In February 2014, Illichivets Mariupol were conducting its winter training in Turkey where on 6 February it played the last friendly match against the Polish side Górnik Zabrze. Maicon spent the first half on the field, yet the Ukrainian team lost 2–1. This turned out to be Maicon's last game. On 7 February the team returned to Ukraine where it was given three days to rest. The next morning, on 8 February around 4 o'clock in the morning while returning home on his Hyundai Elantra near the Kalinin Hospital in Donetsk on prospekt Illicha (Illich Avenue), Maicon entered the ongoing traffic side of the street when maneuvering to pass a vehicle that signalled for a turn to the nearest gas station. While passing on the ongoing traffic lane, the footballer's vehicle made a head-on collision with a Škoda Superb, after which it hit a pole. With multiple injuries, the driver of the Škoda ended up in hospital in a critical condition, while Maicon died on the scene. A possible cause of death was injury to the skull as he hit a stand with his head. The automobile given to him had collided at a speed of 110 kph. Most likely, Maicon was returning from the night club "Litsa" (Лица) where he was seen with Alex Teixeira, Fred, and Douglas Costa. The club confirmed the news in an official statement that morning.
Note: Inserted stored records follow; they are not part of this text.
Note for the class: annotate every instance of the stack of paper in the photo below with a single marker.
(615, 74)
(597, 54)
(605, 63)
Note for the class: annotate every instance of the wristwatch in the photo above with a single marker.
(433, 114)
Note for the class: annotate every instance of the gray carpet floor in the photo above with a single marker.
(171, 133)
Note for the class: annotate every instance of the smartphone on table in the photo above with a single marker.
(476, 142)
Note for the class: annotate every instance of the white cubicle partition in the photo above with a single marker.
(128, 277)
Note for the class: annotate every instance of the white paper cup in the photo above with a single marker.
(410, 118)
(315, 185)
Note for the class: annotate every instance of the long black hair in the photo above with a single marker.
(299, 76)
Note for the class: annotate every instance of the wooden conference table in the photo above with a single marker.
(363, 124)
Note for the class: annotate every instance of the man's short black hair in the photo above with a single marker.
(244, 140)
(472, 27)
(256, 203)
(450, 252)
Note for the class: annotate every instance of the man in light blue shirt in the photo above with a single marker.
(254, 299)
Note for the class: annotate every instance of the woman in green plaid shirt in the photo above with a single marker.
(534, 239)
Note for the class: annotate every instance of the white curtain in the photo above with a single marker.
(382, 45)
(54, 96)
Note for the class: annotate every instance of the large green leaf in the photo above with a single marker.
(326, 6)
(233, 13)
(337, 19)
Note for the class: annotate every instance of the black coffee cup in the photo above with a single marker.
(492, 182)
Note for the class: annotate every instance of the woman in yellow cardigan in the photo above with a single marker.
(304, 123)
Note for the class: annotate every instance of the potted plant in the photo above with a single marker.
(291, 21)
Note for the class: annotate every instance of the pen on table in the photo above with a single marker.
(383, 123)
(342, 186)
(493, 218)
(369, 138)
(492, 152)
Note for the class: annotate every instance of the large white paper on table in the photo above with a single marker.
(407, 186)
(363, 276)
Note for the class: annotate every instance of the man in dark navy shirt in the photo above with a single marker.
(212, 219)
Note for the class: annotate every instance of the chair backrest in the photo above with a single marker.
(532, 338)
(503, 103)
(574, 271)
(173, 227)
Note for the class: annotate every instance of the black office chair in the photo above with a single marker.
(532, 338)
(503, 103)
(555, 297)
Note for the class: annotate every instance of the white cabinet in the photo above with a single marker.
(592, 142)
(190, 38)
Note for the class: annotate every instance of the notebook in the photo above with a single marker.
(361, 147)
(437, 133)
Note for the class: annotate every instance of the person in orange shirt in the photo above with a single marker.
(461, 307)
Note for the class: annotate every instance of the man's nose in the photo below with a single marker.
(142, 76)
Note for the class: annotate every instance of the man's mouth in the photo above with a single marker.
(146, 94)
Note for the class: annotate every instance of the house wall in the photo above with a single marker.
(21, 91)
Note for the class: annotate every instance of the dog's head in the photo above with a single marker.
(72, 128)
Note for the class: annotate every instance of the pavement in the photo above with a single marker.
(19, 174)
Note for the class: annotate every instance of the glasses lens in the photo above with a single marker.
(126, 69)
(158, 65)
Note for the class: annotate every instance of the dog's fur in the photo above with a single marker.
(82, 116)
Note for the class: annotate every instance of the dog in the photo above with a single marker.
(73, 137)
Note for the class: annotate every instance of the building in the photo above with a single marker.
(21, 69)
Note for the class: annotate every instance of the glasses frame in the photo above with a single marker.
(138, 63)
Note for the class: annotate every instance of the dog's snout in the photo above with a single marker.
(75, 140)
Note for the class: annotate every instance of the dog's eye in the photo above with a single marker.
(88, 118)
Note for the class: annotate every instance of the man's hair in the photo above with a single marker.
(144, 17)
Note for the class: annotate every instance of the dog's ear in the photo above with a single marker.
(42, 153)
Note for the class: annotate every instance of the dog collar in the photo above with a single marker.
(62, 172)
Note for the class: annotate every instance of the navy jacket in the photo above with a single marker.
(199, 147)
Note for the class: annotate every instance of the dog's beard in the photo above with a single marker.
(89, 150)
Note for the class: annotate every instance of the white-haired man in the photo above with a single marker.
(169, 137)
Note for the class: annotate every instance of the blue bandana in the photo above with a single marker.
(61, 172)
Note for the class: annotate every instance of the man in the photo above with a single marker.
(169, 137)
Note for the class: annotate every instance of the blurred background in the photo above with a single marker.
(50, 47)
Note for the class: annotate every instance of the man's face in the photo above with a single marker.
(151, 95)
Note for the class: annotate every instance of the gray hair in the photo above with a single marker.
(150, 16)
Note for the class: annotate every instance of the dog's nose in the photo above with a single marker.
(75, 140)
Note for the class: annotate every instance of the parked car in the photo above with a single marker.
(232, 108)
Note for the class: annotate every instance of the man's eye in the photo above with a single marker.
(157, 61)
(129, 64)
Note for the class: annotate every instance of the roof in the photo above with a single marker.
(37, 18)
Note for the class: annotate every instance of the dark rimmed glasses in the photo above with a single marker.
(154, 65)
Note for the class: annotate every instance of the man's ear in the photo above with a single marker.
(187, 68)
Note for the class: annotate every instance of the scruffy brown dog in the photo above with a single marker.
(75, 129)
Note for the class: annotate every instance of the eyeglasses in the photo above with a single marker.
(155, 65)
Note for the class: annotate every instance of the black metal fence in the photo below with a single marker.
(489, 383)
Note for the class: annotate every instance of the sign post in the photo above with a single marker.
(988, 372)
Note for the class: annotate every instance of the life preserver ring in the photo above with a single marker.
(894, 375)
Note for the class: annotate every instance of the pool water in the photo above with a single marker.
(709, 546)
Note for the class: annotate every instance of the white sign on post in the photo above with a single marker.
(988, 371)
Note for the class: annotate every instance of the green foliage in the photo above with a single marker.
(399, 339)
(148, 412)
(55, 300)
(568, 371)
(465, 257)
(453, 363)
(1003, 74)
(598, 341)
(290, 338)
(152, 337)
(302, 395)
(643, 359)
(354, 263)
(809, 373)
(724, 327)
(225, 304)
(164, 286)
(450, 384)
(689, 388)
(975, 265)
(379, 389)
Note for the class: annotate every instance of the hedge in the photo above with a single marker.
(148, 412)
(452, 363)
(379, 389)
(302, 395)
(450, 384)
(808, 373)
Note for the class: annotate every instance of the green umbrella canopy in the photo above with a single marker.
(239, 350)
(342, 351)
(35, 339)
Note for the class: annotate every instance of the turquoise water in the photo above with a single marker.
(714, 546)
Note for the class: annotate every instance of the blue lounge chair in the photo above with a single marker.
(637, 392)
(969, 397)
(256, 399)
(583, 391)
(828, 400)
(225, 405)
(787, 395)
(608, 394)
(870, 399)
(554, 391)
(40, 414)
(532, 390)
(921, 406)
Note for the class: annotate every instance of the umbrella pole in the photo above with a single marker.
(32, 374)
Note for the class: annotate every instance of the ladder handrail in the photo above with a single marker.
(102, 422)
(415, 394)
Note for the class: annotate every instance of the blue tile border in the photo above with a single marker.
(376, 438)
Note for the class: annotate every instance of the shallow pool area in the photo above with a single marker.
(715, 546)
Shakhtar said that the Brazilian, 25, was a "wonderful person". "He was a talented footballer, open and friendly guy," the club added. "It is a terrible bereavement for each of us."

Maicon was on loan to Ukrainian league club Illichivets Mariupol until the end of the season.
He joined Shakhtar Donetsk on a free transfer in 2012 from fellow Ukrainian side Volyn Lutsk and made six appearances, scoring one goal. Shakhtar said that his contract would be paid in full to his family as he had a 7-year-old daughter and elderly parents.